There is at present an acute shortage of Tamil-speaking High Court Judges in the Northern and Eastern Provinces.
In a statement issued by the President of the Bar Association of Sri Lanka (BASL), President’s Counsel Geoffrey Alagaratnam in relation to the recent appointment of High Court Judge, R. Kannan and the private bar’s role in it, Alagaratnam said that the representations made especially by lawyers practising in the Eastern Province, over a period of one year, had been made at the meetings of the BASL’s Bar Council and Executive Committee.
The statement further notes that: “On several occasions, the said issue had been taken up at the regular meetings between the bench and the private (unofficial) bar held between members of the BASL, the Chief Justice and members of the Judicial Services Commission”.
At these meetings it had been indicated that there was a serious shortage of Tamil speaking career judges senior enough to be promoted to the High Court. The Attorney General’s Department too was unwilling to release Tamil speaking officers for such appointments due to the Department’s heavy reliance on the very few Tamil officers in its cadre.
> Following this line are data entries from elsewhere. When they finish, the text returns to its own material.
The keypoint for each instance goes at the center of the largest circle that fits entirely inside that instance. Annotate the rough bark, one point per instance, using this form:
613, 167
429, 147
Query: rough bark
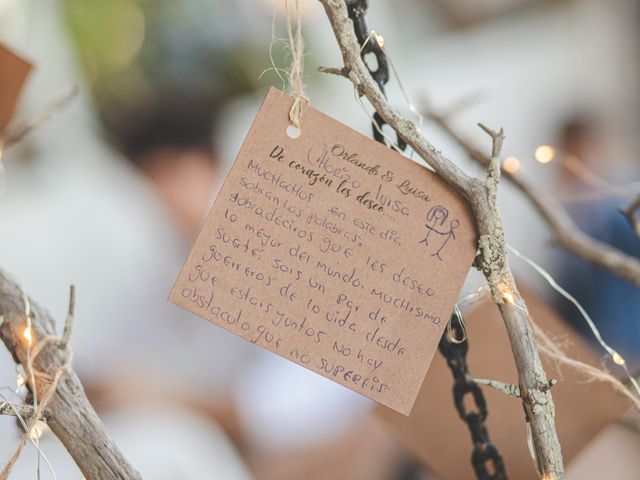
492, 257
69, 414
565, 232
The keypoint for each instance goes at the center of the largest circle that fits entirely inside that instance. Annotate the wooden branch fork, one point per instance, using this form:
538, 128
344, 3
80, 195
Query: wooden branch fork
533, 385
68, 412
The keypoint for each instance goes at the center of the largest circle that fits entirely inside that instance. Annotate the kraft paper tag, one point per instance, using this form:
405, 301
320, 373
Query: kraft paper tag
333, 251
14, 70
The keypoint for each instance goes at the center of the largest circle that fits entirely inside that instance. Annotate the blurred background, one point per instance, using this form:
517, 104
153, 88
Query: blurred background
109, 195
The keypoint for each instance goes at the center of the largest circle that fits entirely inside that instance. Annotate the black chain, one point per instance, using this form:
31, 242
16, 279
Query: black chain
486, 460
357, 10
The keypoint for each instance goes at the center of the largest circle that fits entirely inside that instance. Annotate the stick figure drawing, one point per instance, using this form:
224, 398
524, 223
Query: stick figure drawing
436, 218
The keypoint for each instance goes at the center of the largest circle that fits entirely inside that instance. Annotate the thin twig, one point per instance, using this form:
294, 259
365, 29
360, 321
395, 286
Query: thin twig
68, 411
565, 231
508, 389
492, 258
14, 134
68, 323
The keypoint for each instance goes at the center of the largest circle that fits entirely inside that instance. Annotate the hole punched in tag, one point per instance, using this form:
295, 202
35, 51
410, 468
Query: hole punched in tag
293, 132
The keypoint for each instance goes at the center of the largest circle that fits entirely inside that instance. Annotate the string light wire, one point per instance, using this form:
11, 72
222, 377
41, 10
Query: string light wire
615, 356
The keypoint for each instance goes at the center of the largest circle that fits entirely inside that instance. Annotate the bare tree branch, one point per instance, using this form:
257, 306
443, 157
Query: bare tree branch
16, 133
25, 411
566, 233
492, 258
69, 414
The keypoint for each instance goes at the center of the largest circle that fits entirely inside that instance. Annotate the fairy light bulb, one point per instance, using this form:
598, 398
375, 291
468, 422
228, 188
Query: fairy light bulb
545, 153
511, 164
37, 431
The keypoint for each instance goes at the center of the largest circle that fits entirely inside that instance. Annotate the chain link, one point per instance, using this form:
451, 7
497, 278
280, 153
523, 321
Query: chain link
369, 45
486, 460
Consequently, the Chief Justice had suggested that if members of the private (unofficial) bar from the said Provinces were willing to give up their practices and offer themselves for such appointments, they would be considered for posting outside the Province of their practice.
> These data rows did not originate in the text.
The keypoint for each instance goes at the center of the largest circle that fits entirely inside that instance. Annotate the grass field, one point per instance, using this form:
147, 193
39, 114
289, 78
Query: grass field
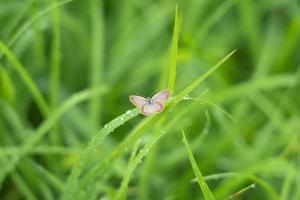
230, 129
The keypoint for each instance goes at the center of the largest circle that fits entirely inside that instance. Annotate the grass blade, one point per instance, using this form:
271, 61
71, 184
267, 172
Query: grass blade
241, 191
96, 57
25, 77
196, 82
174, 49
200, 179
46, 126
72, 185
136, 133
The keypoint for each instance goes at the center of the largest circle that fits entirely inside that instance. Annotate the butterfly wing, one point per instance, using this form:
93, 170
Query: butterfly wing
161, 96
138, 101
149, 109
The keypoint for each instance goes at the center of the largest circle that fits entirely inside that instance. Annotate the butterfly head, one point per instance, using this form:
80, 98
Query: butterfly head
149, 100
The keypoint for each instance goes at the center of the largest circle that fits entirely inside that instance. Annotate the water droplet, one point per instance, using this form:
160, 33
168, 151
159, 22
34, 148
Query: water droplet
186, 98
162, 131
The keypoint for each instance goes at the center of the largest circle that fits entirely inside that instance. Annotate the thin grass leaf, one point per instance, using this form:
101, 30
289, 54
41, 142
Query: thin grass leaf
264, 184
91, 148
136, 133
25, 77
122, 192
200, 179
97, 43
39, 150
45, 174
174, 49
7, 89
46, 126
35, 18
23, 187
196, 82
241, 191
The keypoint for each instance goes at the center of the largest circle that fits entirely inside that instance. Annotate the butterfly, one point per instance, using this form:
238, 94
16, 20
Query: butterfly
150, 105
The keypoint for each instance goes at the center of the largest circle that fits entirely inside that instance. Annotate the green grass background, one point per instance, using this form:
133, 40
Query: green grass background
230, 130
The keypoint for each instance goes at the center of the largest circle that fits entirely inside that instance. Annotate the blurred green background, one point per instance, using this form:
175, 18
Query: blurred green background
68, 67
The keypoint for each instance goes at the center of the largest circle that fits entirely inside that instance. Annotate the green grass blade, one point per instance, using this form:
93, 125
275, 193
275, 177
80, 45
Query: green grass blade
55, 56
174, 49
47, 125
25, 77
265, 185
200, 179
35, 18
122, 192
7, 89
135, 134
23, 187
196, 82
71, 189
241, 191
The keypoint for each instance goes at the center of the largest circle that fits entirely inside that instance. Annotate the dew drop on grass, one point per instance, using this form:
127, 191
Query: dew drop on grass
162, 131
186, 98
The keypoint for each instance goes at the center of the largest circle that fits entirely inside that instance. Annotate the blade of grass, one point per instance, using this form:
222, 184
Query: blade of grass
25, 77
174, 49
135, 134
7, 88
241, 191
200, 179
36, 17
72, 184
46, 126
122, 192
196, 82
265, 185
23, 187
55, 69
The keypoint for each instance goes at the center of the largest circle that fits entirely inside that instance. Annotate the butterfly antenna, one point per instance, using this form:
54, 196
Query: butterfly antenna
140, 95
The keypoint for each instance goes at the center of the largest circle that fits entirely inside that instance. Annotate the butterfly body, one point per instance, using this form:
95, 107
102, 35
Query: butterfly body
150, 105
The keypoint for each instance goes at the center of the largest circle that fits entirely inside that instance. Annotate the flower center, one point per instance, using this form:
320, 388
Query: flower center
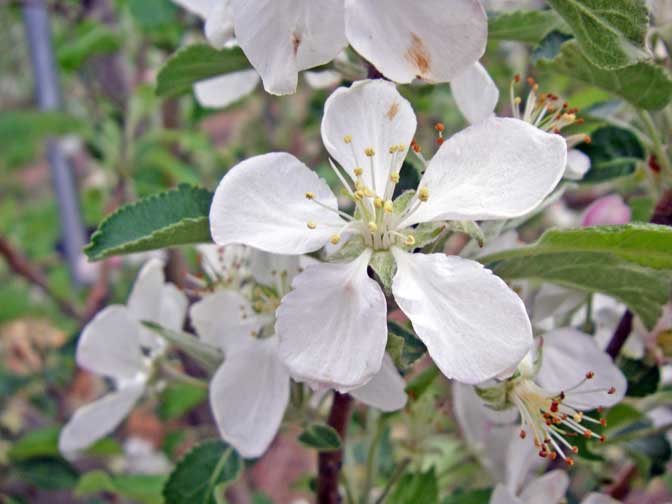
551, 421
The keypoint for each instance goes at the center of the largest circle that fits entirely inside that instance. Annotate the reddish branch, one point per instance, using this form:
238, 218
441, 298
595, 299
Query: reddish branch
329, 463
663, 216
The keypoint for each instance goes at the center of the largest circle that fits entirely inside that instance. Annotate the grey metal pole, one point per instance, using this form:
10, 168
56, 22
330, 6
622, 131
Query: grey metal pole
48, 92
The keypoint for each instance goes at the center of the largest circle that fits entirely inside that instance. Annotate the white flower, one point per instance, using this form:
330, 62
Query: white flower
332, 326
434, 40
476, 95
117, 346
250, 391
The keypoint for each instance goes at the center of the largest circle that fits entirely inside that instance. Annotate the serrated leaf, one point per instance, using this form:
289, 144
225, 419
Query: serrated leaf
195, 63
524, 26
320, 437
204, 468
644, 84
612, 33
403, 345
613, 152
176, 217
631, 263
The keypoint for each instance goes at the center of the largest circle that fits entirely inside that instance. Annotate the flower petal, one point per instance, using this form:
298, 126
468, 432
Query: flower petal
248, 397
333, 325
578, 164
497, 169
223, 90
110, 345
283, 37
385, 391
144, 302
551, 487
97, 419
374, 115
225, 319
474, 326
568, 355
475, 93
434, 40
262, 203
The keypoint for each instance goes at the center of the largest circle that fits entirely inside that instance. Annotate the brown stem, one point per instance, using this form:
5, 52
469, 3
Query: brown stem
663, 216
329, 463
20, 265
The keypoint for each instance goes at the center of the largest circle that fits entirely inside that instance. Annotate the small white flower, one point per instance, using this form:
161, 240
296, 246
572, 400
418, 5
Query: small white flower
117, 346
433, 40
332, 326
250, 391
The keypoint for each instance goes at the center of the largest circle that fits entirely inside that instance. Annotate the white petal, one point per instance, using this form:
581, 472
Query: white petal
374, 115
497, 169
550, 487
225, 319
385, 391
283, 37
248, 396
97, 419
475, 93
433, 40
262, 203
199, 7
110, 345
219, 24
144, 302
503, 495
333, 325
474, 326
578, 164
568, 355
223, 90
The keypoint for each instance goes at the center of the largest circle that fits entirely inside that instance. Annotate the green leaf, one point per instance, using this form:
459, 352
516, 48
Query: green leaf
403, 345
195, 63
524, 26
179, 398
643, 378
320, 437
613, 152
204, 468
644, 84
612, 33
38, 443
621, 261
416, 487
167, 219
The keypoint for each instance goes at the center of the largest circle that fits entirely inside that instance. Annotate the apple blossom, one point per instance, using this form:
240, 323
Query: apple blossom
332, 326
117, 346
250, 391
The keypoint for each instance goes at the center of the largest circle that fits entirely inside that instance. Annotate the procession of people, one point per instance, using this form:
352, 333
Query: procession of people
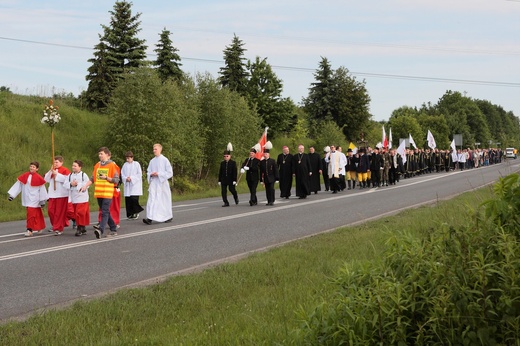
362, 168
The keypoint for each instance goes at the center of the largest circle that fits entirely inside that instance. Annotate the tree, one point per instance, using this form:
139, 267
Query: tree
234, 74
119, 51
350, 105
144, 111
463, 117
226, 117
338, 96
403, 126
168, 61
264, 91
318, 104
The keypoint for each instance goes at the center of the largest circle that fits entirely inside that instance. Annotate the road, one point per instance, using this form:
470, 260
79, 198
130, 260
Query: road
46, 271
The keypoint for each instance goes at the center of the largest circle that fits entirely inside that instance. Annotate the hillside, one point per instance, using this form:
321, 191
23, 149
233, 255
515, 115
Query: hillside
77, 136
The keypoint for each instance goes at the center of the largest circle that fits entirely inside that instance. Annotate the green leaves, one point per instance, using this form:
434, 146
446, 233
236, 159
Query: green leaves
460, 286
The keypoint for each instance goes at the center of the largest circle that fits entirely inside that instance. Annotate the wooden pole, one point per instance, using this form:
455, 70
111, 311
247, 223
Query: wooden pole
52, 148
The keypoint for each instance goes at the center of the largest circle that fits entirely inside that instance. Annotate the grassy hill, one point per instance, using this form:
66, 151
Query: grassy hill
77, 137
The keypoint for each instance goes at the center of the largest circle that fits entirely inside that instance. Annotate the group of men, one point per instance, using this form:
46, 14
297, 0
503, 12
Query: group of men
366, 167
67, 195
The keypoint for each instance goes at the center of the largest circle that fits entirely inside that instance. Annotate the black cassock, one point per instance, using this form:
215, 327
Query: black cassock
284, 163
302, 167
316, 166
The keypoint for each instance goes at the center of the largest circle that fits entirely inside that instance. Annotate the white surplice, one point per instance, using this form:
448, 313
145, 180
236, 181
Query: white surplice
159, 205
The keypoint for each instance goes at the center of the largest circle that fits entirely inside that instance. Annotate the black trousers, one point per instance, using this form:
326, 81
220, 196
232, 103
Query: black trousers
252, 185
232, 189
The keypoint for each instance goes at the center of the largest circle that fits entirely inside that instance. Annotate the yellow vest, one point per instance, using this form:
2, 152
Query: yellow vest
103, 188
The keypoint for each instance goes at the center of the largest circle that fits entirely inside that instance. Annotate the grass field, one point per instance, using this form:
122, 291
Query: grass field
260, 300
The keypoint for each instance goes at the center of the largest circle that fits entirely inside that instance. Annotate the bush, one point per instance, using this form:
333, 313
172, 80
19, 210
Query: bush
455, 287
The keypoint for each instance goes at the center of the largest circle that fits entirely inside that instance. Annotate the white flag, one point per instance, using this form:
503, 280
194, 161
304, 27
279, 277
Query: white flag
412, 142
402, 151
431, 140
454, 156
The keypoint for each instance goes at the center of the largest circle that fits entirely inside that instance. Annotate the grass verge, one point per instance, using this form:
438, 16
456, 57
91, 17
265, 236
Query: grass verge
259, 300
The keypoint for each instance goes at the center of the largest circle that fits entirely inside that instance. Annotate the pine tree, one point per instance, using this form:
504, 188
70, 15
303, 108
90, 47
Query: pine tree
318, 103
264, 92
234, 75
119, 51
168, 61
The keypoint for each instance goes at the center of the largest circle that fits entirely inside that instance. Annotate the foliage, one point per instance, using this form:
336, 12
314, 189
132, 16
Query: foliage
118, 51
504, 209
463, 117
336, 95
168, 61
144, 111
459, 286
403, 125
329, 134
225, 117
264, 90
78, 136
234, 74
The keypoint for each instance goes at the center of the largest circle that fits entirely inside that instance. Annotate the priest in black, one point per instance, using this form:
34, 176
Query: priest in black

Meanwhile, continuous representations had been made to Alagaratnam by members of the BASL from the North and the East regarding the delay in appointing Tamil conversant judges to the areas. The delays were due in part to the retirement of two High Court Judges and a policy decision taken not to appoint retired Tamil conversant Judges as Commissioners, the latter aspect which had only served to aggravate the situation.
Delays cause hardship to litigants owing to the postponement of cases.
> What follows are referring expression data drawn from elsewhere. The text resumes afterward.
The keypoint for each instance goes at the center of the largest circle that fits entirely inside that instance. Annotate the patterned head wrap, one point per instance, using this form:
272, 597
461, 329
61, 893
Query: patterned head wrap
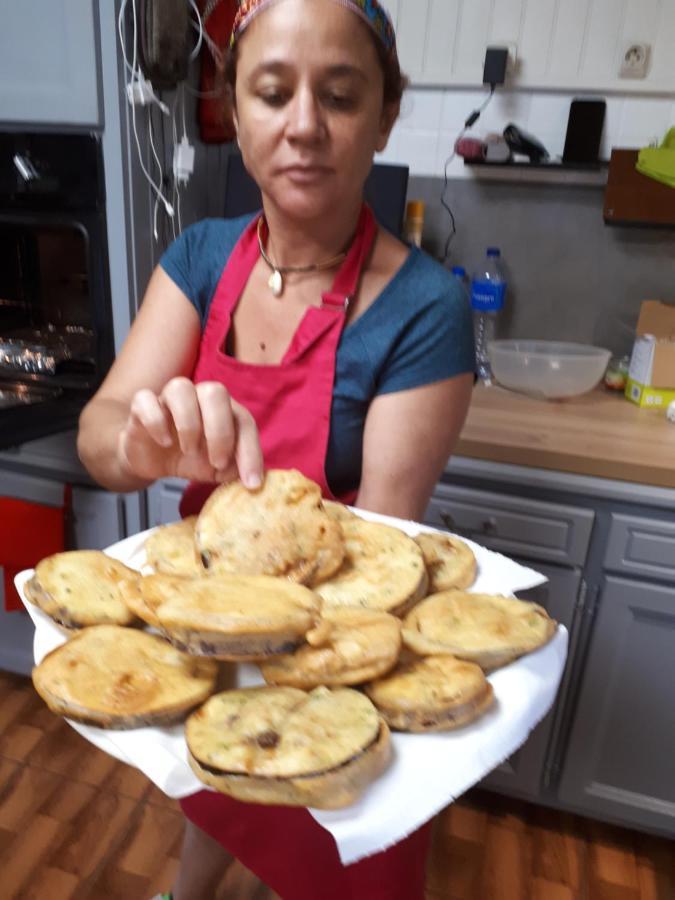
369, 11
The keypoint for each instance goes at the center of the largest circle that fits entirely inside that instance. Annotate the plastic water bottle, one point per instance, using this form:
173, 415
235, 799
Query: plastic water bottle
488, 292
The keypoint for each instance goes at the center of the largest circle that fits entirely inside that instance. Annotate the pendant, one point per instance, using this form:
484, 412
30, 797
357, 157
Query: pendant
276, 283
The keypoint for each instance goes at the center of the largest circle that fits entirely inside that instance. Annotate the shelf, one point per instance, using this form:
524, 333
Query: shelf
554, 172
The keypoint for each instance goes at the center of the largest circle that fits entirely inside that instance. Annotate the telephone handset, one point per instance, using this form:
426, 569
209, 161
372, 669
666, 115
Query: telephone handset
164, 41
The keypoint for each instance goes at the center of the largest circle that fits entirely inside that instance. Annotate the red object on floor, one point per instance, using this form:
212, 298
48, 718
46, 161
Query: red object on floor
28, 533
298, 858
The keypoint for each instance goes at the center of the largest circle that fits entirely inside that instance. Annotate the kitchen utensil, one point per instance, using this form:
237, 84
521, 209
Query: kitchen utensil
547, 369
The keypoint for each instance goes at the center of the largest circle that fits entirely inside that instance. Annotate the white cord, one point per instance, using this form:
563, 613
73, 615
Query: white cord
182, 104
157, 190
200, 26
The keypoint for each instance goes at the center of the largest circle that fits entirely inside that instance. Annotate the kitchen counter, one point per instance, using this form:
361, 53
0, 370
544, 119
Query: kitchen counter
599, 434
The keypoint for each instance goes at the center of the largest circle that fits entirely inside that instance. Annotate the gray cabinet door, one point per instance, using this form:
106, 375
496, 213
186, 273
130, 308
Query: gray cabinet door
620, 760
98, 519
48, 62
163, 499
523, 773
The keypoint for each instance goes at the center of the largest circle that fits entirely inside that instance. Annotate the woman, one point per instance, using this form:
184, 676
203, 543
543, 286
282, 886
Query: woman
306, 337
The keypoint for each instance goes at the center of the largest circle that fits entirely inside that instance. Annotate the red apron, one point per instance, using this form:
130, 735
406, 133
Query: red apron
291, 404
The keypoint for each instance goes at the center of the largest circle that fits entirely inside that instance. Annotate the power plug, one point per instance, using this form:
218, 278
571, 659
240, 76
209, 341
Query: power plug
183, 160
141, 93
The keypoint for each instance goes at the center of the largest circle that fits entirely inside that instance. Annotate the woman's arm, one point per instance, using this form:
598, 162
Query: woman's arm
409, 436
148, 420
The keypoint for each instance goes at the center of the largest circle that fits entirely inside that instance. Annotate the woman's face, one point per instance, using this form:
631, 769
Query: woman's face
309, 107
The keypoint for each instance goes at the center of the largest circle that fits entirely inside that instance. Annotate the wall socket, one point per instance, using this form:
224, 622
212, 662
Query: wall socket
634, 60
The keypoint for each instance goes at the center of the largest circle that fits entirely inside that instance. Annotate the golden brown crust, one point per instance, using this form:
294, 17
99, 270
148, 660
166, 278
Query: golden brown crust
449, 561
226, 616
281, 745
81, 588
280, 529
338, 510
490, 630
171, 549
437, 693
332, 789
383, 569
116, 677
349, 645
Alagaratnam explained that there had also never been a practice of the BASL’s Bar Council, Executive Committee or Branch Associations approving persons for recommendation for appointment to the judiciary (including the suitability of potential candidates for appointment as members of the minor judiciary) from the unofficial or private bar.
He noted that there has been no requirement for such a practice either and that the practice has instead been to seek recommendations from the leaders of the official and unofficial (private) bar.